Ein Blick hinter die Zäune des Olympischen Dorfes

Mit großen Erwartungen an das Olympische Dorf bin ich ja nun nicht nach Vancouver gereist. Nachdem ich schon 2006 lediglich ein paar Stunden als „Day-Pass-Visitor" im Olympischen Dorf von Turin verbringen durfte, nahm ich an, dass auch im diesjährigen Dorf nichts Besonderes zu sehen sein wird. Doch nach ein, zwei Tagen hier musste ich feststellen, dass ich in Turiner Olympischen Dorf noch nicht annähernd alles gesehen hatte. Erst seit dem ich mehrere Tage im hiesigen Olympischen Dorf verbringe, lerne ich einiges mehr kennen, was es in Turin sicherlich auch gegeben, ich aber nicht bemerkt hatte. Und meine Erkundungstour durchs Dorf ist noch lange nicht beendet.

 


Die Security Checks

 

Aus meiner Sicht bemerkenswert ist, dass das Olympische Dorf nicht nur Dorf genannt wird, weil da alle Sportler und Betreuer leben. Eher ist es wie eine eigenständige kleine Stadt, umringt von vielen hohen Zäunen und Betonwänden. Manche von uns vergleichen es scherzhaft mit einem Hochsicherheitsgefängnis. Jede Schleuse, welche von den Bussen durchfahren werden muss (es gibt immer einen Check Point und einen Security Check), um ins Dorf zu kommen, wird von mindestens 15 Polizisten bewacht. Außerdem sind pro Schleuse viele Helfer eingeteilt, welche für einen reibungslosen Ablauf sorgen sollen. Die Busse werden sogar von unten und von oben mit Spiegeln angesehen, ein Polizist kommt meist in den Bus hinein und kontrolliert die Akkreditierungen. Man sieht, die Bewohner des Dorfes werden total von der Außenwelt abgeschirmt. Nachdem wir ausgestiegen sind, und uns zu Fuß ins Dorf begeben, werden wir am nächsten Security Check nochmals persönlich kontrolliert. Es kommt den Sicherheitsvorschriften an einem Flughafen sehr nahe: Röntgengeräte für Taschen und Jacken, Metalldetektoren zum Durchlaufen und Handgeräte zum Aufspüren von Waffen. Erst dann haben wir es ins Dorf geschafft. Des Weiteren ist ständig ein Hubschrauber über dem Dorf zu hören.
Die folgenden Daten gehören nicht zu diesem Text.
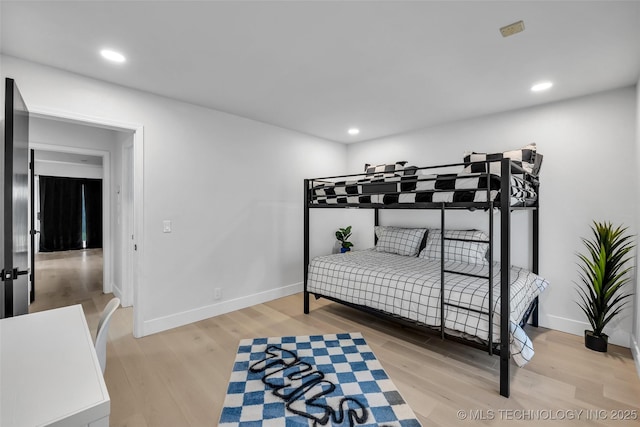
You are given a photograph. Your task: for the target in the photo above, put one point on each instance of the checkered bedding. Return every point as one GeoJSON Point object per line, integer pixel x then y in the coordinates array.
{"type": "Point", "coordinates": [409, 287]}
{"type": "Point", "coordinates": [419, 188]}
Die Vermutung liegt nahe, dass es sich dabei um einen Überwachungshelikopter handelt. Außerdem sind die angrenzenden Flussufer an der Nordseite alle zehn Meter mit Überwachungskameras und wahrscheinlich auch Bewegungssensoren ausgestattet. Überwacht wird der Bereich zusätzlich von der Wasserschutzpolizei. Ein enormer Aufwand, aber ich denke, sicher kann man sich hier auf alle Fälle fühlen.

 

 

Die Karte gibt euch einen kleinen Einblick in die Aufteilung des Dorfes.

 

 

 

 

Die Resident Centren

 

Das Dorf selbst besteht aus den „Resident Centren" mit den Appartements. Unser Haus befindet sich im südlichen Teil des Dorfes. Wir teilen es uns mit Polen und Rumänen, gemäß den Schildern am Eingang. Im Keller befindet sich unser Lager. Dort wurden alle Taschen gelagert, welche schon vor unserer Ankunft per Schiff verschickt wurden. Das Short-Track-Team befindet sich in der siebten von acht Etagen. Neben dem Hauseingang gibt es eine Auffahrt, in welcher hinter einem großen Gitter ein Feuerwehrfahrzeug steht. Auch daran erkennt man, dass an so ziemlich alles gedacht wurde. Das nordwestlichste Haus ist für die Zeit nach den Spielen schon verkauft. Eric erklärte mir, aus verlässlichen Quellen zu wissen, dass es das teuerste aller Häuser sei. Nicht nur weil es die kanadische Mannschaft beherbergt, sondern auch, weil es den kürzesten Weg zum False Creek hat und somit den besten Blick über die Skyline von Vancouver und die angrenzenden Berge bietet.

 

 

 

Die Straßen

 

Zwischen all den Wohnhäusern verlaufen richtige Straßen mit Fußwegen und Kreuzungen. Was noch fehlt, sind Ampeln und Verkehrsschilder. Oft sieht man kleine Busse oder Vans durchs Dorf fahren, entweder als Shuttle-Service oder als Transportfahrzeug. Aus meiner Sicht ist der Begriff „Olympisches Dorf" sehr passend gewählt.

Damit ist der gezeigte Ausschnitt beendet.